Fms様チロシンキナーゼ3リガンド(Flt3L)は、樹状細胞(DC)の生存および分化を促進する造血サイトカインである。自然免疫を活性化し、抗腫瘍反応を高めるために腫瘍ワクチンに使用されています。このプロトコルは、Flt3L発現B16-F10メラノーマ細胞からなる細胞ベースの腫瘍ワクチンを使用した治療モデルと、腫瘍微小環境(TME)における免疫細胞の表現型および機能分析を示しています。培養腫瘍細胞の調製、腫瘍移植、細胞照射、腫瘍サイズ測定、腫瘍内免疫細胞単離、およびフローサイトメトリー分析の手順について説明します。このプロトコルの全体的な目標は、前臨床固形腫瘍免疫療法モデルと、腫瘍細胞と浸潤免疫細胞との関係を研究するための研究プラットフォームを提供することです。ここで説明する免疫療法プロトコルは、黒色腫の癌治療効果を改善するために、免疫チェックポイント遮断(抗CTLA-4、抗PD-1、抗PD-L1抗体)または化学療法などの他の治療法と組み合わせることができます。
がん免疫療法は、毒性の低い副作用とより耐久性のある反応に基づいて、有望な治療戦略として認識されています。腫瘍溶解性ウイルス療法、癌ワクチン、サイトカイン療法、モノクローナル抗体、養子細胞移植(CAR-T細胞またはCAR-NK)、免疫チェックポイント遮断など、いくつかのタイプの免疫療法が開発されています1。

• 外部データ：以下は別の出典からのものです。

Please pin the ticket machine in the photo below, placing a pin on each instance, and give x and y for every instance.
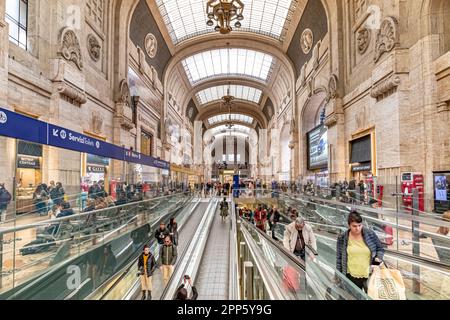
(411, 181)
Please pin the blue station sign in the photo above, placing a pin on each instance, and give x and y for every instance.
(18, 126)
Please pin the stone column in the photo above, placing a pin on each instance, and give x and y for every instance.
(4, 47)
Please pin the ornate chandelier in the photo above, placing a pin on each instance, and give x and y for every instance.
(224, 12)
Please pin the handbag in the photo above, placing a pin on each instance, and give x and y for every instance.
(386, 284)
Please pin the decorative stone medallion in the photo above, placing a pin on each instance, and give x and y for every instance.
(151, 45)
(306, 41)
(70, 47)
(94, 47)
(363, 40)
(387, 37)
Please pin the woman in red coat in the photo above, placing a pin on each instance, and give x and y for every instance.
(261, 218)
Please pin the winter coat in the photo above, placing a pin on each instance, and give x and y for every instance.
(160, 235)
(149, 267)
(370, 238)
(168, 255)
(291, 235)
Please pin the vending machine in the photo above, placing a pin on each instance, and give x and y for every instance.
(411, 181)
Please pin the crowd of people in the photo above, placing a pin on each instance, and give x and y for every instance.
(167, 243)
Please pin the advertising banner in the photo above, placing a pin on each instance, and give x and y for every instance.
(317, 148)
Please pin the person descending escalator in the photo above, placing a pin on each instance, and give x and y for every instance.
(182, 292)
(357, 250)
(297, 235)
(173, 229)
(224, 209)
(146, 266)
(161, 234)
(167, 259)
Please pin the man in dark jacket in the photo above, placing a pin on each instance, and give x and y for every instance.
(5, 199)
(147, 266)
(182, 293)
(274, 219)
(167, 258)
(161, 234)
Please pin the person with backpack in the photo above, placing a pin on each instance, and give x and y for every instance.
(146, 266)
(224, 209)
(5, 199)
(167, 258)
(40, 197)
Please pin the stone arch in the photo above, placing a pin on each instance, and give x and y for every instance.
(123, 12)
(199, 44)
(436, 21)
(285, 152)
(310, 119)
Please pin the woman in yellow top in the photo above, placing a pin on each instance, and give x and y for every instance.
(357, 249)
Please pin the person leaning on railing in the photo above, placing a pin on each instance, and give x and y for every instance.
(357, 249)
(146, 266)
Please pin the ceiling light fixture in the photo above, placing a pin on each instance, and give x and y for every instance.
(224, 12)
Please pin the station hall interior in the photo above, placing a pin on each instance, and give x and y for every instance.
(225, 150)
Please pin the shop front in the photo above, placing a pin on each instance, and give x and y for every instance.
(184, 176)
(95, 169)
(441, 181)
(28, 174)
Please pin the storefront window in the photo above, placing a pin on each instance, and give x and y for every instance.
(146, 143)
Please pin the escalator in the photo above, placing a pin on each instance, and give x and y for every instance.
(93, 249)
(425, 276)
(127, 285)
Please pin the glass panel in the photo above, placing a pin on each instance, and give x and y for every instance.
(240, 92)
(12, 9)
(186, 19)
(224, 62)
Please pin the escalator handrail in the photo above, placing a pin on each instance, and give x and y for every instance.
(133, 263)
(80, 215)
(233, 277)
(418, 260)
(52, 270)
(165, 294)
(431, 220)
(389, 223)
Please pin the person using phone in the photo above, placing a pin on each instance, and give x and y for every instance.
(182, 292)
(147, 266)
(357, 249)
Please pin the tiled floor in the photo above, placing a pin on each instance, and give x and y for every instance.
(213, 278)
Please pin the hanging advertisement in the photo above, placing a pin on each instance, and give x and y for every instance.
(318, 148)
(441, 191)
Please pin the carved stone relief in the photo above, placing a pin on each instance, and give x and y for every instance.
(332, 87)
(306, 41)
(363, 40)
(124, 93)
(70, 47)
(387, 37)
(385, 86)
(97, 122)
(94, 47)
(151, 45)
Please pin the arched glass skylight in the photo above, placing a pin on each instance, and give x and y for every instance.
(237, 91)
(228, 62)
(234, 117)
(234, 129)
(187, 18)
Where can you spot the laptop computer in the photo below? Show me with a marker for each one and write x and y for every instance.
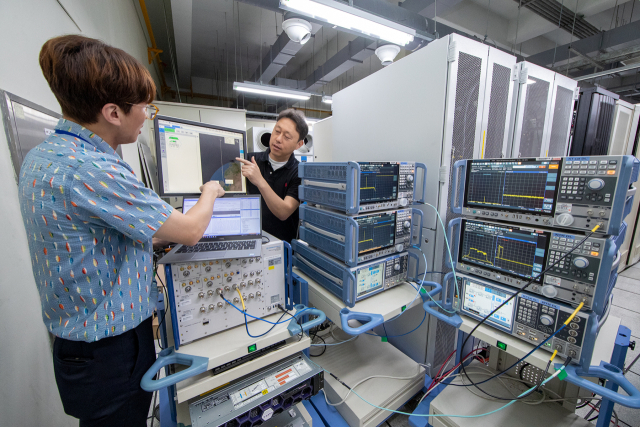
(235, 231)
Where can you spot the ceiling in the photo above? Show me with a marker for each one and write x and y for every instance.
(208, 44)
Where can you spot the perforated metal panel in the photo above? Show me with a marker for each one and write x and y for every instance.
(560, 123)
(465, 116)
(499, 99)
(535, 112)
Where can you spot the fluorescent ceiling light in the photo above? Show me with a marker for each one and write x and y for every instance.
(269, 90)
(349, 17)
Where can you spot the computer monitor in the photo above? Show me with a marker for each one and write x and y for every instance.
(192, 153)
(238, 215)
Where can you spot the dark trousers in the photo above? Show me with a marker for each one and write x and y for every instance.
(99, 382)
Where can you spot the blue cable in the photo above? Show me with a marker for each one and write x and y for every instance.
(445, 415)
(260, 318)
(407, 333)
(518, 361)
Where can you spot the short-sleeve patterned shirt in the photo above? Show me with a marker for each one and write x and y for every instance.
(89, 222)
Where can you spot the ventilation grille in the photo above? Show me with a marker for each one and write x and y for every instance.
(498, 101)
(535, 111)
(464, 119)
(598, 144)
(560, 124)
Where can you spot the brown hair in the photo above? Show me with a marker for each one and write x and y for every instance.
(85, 74)
(298, 118)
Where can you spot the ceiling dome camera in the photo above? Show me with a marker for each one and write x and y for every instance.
(297, 29)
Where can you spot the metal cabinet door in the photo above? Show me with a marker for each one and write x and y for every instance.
(560, 114)
(622, 116)
(463, 116)
(534, 101)
(496, 108)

がんワクチンの場合、全細胞ベースのワクチン、タンパク質またはペプチドワクチン、RNAまたはDNAワクチンなど、さまざまな形態の治療用ワクチンがあります。ワクチン接種は、抗原提示細胞(APC)が腫瘍特異的抗原を含む腫瘍抗原を処理し、それらを免疫原性の形でT細胞に提示する能力に依存しています。樹状細胞(DC)は最も強力なAPCであることが知られており、抗腫瘍免疫に重要な役割を果たすと考えられています2,3。これらの細胞は腫瘍抗原を取り込んで処理した後、ドレナージュリンパ節(dLN)に移動して、T細胞受容体(TCR)と共刺激分子の関与を介して腫瘍特異的Tエフェクター(Teff)細胞をプライミングおよび活性化します。これにより、腫瘍特異的な細胞傷害性T細胞(CTL)が分化および増殖し、腫瘍に浸潤して腫瘍細胞を死滅させます4。したがって、DCの活性化と成熟は、腫瘍抗原に対する免疫を刺激するための魅力的な戦略を表しています。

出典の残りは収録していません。